I have already written about how this industry is poised to grow at a 12.1% CAGR until 2030 in my previous analysis of NLCP.
We are now at an inflection point, with record numbers of cannabis even surpassing beer in the U.S. and landslide support for legalization.
This market is clearly on an uptrend, and I believe, as a result of my analysis, that the best shots for upside in this industry are young REITs specialized in the market.
Both unburdened by previous experiences and strategies, they can focus on what works in a new market and evolve alongside it.
However, new markets can compound the inherent dangers of new companies, so REITs actually act as hedges; instead of depending on just one cannabis stock, you can charge rent on dozens or hundreds of them.
During the gold rush in California, it would have been much less risky and overall more profitable to hold a REIT that charged rent on mining businesses and services that the miners use, instead of just investing all into a mine.
The principle is the same for the cannabis green rush.
The market is expected to reach 46 billion in sales by 2026, making it one of the fastest-growing consumer markets with significant overlap in the healthcare industry, adding an interesting profile.
IIPR And Its Place In The Green Rush
Innovative Industrial Properties holds the first place in the cannabis REITs segment; with a market cap of $3.79B, there is still plenty of space to grow.
IIPR has a well-diversified portfolio, with 7 million square feet of rentable space and 100% of its current tenants under a triple lease net. It is located in 19 states, including the largest cannabis market in the U.S., Michigan.

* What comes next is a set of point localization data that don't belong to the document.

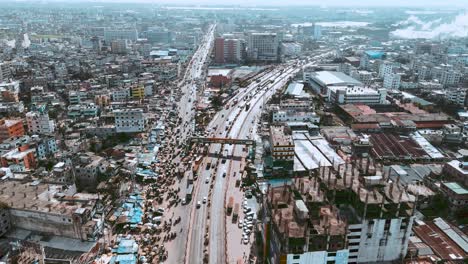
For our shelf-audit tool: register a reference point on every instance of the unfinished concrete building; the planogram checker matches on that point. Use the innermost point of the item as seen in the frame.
(379, 212)
(300, 228)
(52, 209)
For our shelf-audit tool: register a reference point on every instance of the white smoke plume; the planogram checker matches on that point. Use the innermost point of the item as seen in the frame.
(416, 28)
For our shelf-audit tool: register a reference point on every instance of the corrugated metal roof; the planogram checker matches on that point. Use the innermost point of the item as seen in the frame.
(334, 78)
(462, 242)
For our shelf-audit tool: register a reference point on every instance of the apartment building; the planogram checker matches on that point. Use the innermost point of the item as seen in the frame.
(284, 116)
(130, 120)
(263, 46)
(114, 34)
(282, 145)
(5, 73)
(39, 122)
(11, 128)
(356, 95)
(392, 81)
(228, 50)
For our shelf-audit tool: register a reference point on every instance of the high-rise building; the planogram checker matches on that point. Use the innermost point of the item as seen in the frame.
(11, 128)
(159, 36)
(450, 78)
(113, 34)
(129, 120)
(263, 46)
(5, 73)
(119, 46)
(313, 31)
(385, 68)
(39, 122)
(228, 50)
(392, 81)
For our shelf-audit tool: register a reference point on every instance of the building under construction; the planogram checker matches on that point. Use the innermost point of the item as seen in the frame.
(352, 212)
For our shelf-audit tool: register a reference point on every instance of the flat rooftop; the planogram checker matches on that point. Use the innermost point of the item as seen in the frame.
(330, 78)
(43, 197)
(279, 138)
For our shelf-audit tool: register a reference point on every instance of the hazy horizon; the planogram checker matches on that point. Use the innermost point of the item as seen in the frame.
(359, 3)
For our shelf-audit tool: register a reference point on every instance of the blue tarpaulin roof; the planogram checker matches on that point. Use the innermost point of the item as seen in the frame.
(375, 54)
(124, 259)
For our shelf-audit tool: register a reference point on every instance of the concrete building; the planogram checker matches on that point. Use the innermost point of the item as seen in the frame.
(39, 122)
(356, 95)
(299, 229)
(290, 49)
(228, 50)
(19, 159)
(5, 222)
(392, 81)
(129, 120)
(121, 94)
(119, 46)
(51, 209)
(457, 170)
(320, 81)
(282, 145)
(263, 46)
(456, 96)
(159, 36)
(363, 76)
(84, 110)
(313, 31)
(450, 78)
(11, 128)
(5, 73)
(113, 34)
(10, 91)
(88, 168)
(284, 116)
(456, 194)
(385, 68)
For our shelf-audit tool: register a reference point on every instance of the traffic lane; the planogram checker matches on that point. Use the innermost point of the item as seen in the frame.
(196, 251)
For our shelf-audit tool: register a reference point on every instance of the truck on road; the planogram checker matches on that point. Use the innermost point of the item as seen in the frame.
(230, 204)
(235, 214)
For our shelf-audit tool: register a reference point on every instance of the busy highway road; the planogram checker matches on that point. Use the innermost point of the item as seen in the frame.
(207, 227)
(192, 83)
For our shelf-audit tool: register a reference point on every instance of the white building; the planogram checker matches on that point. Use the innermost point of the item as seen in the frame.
(129, 120)
(379, 240)
(392, 81)
(5, 73)
(319, 257)
(282, 116)
(356, 95)
(263, 46)
(120, 94)
(385, 68)
(456, 96)
(291, 49)
(282, 145)
(113, 34)
(363, 76)
(321, 80)
(450, 78)
(119, 46)
(39, 122)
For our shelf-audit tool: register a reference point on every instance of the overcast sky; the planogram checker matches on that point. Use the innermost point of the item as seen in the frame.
(420, 3)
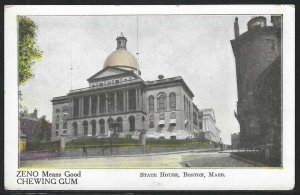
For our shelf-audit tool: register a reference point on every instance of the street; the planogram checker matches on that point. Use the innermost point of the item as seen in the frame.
(168, 160)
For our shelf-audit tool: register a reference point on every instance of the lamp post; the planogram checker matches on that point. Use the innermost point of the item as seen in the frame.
(112, 125)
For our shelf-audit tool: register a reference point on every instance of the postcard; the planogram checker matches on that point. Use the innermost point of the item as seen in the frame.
(150, 97)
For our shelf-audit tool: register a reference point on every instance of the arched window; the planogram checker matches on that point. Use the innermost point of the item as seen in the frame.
(161, 101)
(151, 124)
(172, 101)
(131, 123)
(65, 125)
(102, 126)
(151, 103)
(75, 128)
(93, 123)
(85, 128)
(120, 124)
(110, 121)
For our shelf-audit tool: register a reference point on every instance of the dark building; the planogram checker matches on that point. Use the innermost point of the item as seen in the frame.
(235, 140)
(29, 125)
(258, 69)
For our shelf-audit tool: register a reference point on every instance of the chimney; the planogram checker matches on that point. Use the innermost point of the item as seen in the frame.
(160, 77)
(35, 113)
(236, 28)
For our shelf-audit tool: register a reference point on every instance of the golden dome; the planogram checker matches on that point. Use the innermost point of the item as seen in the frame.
(121, 58)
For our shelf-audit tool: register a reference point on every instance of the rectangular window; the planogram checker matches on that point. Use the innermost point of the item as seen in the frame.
(120, 101)
(271, 43)
(200, 125)
(94, 104)
(162, 116)
(86, 106)
(173, 115)
(111, 102)
(65, 125)
(151, 124)
(132, 99)
(102, 104)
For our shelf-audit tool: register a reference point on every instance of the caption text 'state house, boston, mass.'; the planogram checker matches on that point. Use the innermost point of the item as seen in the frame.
(119, 102)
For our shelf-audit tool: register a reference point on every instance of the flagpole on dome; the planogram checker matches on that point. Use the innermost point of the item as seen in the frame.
(137, 38)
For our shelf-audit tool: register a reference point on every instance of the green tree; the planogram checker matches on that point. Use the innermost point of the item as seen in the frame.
(28, 52)
(43, 131)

The green rush has created many investment opportunities, and so far, IIPR has managed to make a few of them its renters; with 30 tenants and 2.5B of Cannabis real estate under its wing, it holds a strong first place.
Of course, more diversification and more markets should be the primary goal of IIPR, as I believe it should really continue expanding and growing to better corner the cannabis market and establish an ever more firm holding on the newly legalized industry.
As 24 states have legalized both recreational and medical cannabis and 38 states allow for only medical marijuana, it’s critical for continued business success to expand into as many markets as possible before the competitors do.
In other words, the cannabis market is in a stage where territorial expansion is critical for future success, as I believe the market is mainly currently expanding geographically. In contrast, in the future, most of the growth will come from more consumers and brands of established cannabis brands.
However, to gain brand recognition and build a loyal customer base, IIPR needs to develop excellent relations with local governments and local building companies and suppliers.
This combination of well-established brands that can expand with Innovative Industrial Properties and IIPR, having built a reputation as a recognized REIT, will help propel growth in the future and make it easier to obtain approval for more real estate investments.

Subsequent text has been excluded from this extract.